Results:
The initial survey had a 45% resident response rate (22 of 49). Of
these residents, five (22.7%) were satisfied with the
post-hospitalization primary care follow-up process, 11 (50%) were
neither satisfied nor dissatisfied, and six (27.3%) were dissatisfied
(Figure 5).
There was a large variation in responses to the free text question
asking residents to identify their role in establishing
post-hospitalization PCP follow-up. Some residents identified their
primary role as communicating with the patients’ PCP, with responses
such as “letter to PCP”, “call outside PCP”, “route discharge
summary to their (patient’s) PCP’s fax”, or “messaging the PCP to let
them know that their patient was hospitalized”. Other residents
identified their primary role as ordering, or placing a request for,
follow-up appointments with the following responses: “placing an order
on discharge”, “usually request follow-up but not involved in
scheduling”, “putting in the order”, and “placing an order and
hoping it happens”. Lastly, some residents stated that their role in
post-hospitalization follow-up was to advise the patient to contact
their PCP office to independently make follow-up appointments with
responses including: “collect the PCP information and put it in the
patient discharge instructions”, “making sure the patient knows to ask
outside PCP for appointment”, “advise the patient to see their own PCP
within the week”, and “let the patient schedule their own follow-up”.
In response to the question “What aspects of the post-hospitalization
primary care follow up process work well?” residents primarily
identified one component, with nine out of the 21 free text responses
stating that establishing patient follow-up was much easier within the
Mayo Clinic Health Care Network. Another six out of the 21 residents
responded with variations of “I don’t know” or “I am not sure”.
Twenty residents provided free text responses to the question “What
aspects of the post-hospitalization primary care follow-up process don’t
work well”? Residents identified difficulty in communicating with PCPs
(especially when outside the Mayo network), incomplete documentation or
difficulty finding documentation of patients’ PCP information in the
EMR, and uncertainty about whether follow-up appointments actually
occur. Of the 17 residents who answered the question “What do you think
would improve how arrangements are made for PCP follow-up?”, six
residents suggested increased administrative support, five residents
described standardized order sets and protocols, four residents
recommended improved means for communication with PCP, one resident
asked for clearer documentation of patient’s PCP contact information,
and one resident was unsure.
Following our first intervention, 34 out of 49 residents (69.4%)
responded to the survey and, although not statistically significant,
there was an improvement when compared to the initial survey by 16.7%
(p=0.20).
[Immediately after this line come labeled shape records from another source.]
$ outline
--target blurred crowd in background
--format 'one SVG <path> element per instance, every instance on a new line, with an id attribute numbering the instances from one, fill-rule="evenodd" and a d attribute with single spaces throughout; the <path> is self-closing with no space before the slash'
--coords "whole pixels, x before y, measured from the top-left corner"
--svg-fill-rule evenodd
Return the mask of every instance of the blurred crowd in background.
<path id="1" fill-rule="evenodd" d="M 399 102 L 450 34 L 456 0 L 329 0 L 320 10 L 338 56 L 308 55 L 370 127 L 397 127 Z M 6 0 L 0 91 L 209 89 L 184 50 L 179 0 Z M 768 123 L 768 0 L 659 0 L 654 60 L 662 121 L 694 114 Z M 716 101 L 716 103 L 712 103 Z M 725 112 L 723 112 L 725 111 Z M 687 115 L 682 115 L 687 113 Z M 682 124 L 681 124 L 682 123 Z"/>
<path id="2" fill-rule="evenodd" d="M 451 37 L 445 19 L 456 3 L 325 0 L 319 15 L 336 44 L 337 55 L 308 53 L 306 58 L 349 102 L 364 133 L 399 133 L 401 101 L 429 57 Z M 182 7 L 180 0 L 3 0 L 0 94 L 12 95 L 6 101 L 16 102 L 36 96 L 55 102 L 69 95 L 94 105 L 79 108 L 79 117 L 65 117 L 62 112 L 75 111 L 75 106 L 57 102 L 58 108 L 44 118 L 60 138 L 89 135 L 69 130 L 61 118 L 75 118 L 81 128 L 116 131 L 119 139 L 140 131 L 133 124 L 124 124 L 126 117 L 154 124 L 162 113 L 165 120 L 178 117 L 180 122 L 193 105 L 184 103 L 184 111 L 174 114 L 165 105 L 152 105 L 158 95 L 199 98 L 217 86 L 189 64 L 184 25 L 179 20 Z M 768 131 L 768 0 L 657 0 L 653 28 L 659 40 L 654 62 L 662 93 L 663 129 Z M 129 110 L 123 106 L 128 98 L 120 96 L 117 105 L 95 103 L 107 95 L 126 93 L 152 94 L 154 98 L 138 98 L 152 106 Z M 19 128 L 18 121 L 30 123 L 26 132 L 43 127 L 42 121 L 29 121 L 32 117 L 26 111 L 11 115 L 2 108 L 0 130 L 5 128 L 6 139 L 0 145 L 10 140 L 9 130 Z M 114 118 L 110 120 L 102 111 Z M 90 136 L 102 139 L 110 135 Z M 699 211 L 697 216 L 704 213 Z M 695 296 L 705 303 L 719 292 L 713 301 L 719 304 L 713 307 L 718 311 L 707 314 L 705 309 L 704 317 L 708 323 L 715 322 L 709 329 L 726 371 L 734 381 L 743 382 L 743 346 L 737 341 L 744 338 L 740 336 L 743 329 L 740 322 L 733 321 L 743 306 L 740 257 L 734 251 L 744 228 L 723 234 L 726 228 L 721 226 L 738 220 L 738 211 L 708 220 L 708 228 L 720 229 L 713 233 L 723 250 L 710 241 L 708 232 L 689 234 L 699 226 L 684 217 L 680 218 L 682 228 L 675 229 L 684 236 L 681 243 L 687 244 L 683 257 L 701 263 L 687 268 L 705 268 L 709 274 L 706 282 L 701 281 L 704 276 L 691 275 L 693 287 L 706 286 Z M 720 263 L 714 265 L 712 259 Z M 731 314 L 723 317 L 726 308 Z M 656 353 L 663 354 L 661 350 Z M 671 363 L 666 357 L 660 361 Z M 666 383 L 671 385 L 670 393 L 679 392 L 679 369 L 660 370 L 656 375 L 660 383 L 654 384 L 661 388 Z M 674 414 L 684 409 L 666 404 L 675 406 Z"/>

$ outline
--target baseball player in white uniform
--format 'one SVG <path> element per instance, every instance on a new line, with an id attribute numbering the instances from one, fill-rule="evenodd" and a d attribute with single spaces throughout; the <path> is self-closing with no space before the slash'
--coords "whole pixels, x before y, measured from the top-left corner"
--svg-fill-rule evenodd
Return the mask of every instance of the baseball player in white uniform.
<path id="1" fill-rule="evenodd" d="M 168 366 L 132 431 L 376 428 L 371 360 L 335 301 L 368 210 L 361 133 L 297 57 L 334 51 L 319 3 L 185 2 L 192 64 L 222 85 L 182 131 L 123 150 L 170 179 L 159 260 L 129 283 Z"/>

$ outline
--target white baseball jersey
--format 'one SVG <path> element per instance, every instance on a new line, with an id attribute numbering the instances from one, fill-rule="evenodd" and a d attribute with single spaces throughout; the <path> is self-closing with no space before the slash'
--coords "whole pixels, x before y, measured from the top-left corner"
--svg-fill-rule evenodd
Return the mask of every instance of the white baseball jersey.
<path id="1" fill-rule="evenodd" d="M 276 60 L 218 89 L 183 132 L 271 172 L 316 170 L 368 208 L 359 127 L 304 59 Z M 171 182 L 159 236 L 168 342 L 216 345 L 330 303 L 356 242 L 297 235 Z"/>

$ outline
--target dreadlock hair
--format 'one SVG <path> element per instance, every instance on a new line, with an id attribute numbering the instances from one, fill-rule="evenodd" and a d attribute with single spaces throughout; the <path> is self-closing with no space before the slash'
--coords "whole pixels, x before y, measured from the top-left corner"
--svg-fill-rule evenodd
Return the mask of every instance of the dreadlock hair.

Two residents (6.1%) reported being very satisfied with the
process, 11 (33.3%) satisfied, 14 (42.4%) neither satisfied nor
dissatisfied, and 6 (18.2%) dissatisfied (Figure 5). Following our
second intervention, 12 of the 49 residents (24%) responded to the
third survey. There was a statistically significant increase in
satisfaction rates from baseline by 44% (p= 0.007). Two out of twelve
(16.7%) responding residents reported being very satisfied with the
post-hospitalization primary care follow-up process, six (50%)
satisfied, four (33.3%) neither satisfied nor dissatisfied, and zero
residents reported being dissatisfied or very dissatisfied (Figure 5).
Prior to any intervention, the baseline survey showed only one out of 22
(4.5%) responding residents strongly agreed that the time and workload
associated with establishing primary care follow-up post hospitalization
was not too burdensome. Seven out of 22 (31.8%) agreed, seven (31.8%)
neither disagreed or agreed, and seven (31.8%) disagreed (Figure 6).
Following the first intervention there was no increase in perceived
workload burden (p= 0.58). Three of 34 (8.8%) residents strongly agreed
that the workload was not too burdensome, 14 (41.2%) agreed, six
(17.6%) neither agreed nor disagreed, 10 (29.4%) disagreed, and one
(2.9%) strongly disagreed (Figure 6). After the second intervention,
there again was no increase in perceived workload burden from baseline
(p= 0.19). Two out of 12 residents (16.7%) strongly agreed, six (50%)
agreed, one (8.3%) neither agreed nor disagreed, three (25%)
disagreed, and zero residents strongly disagreed (Figure 6).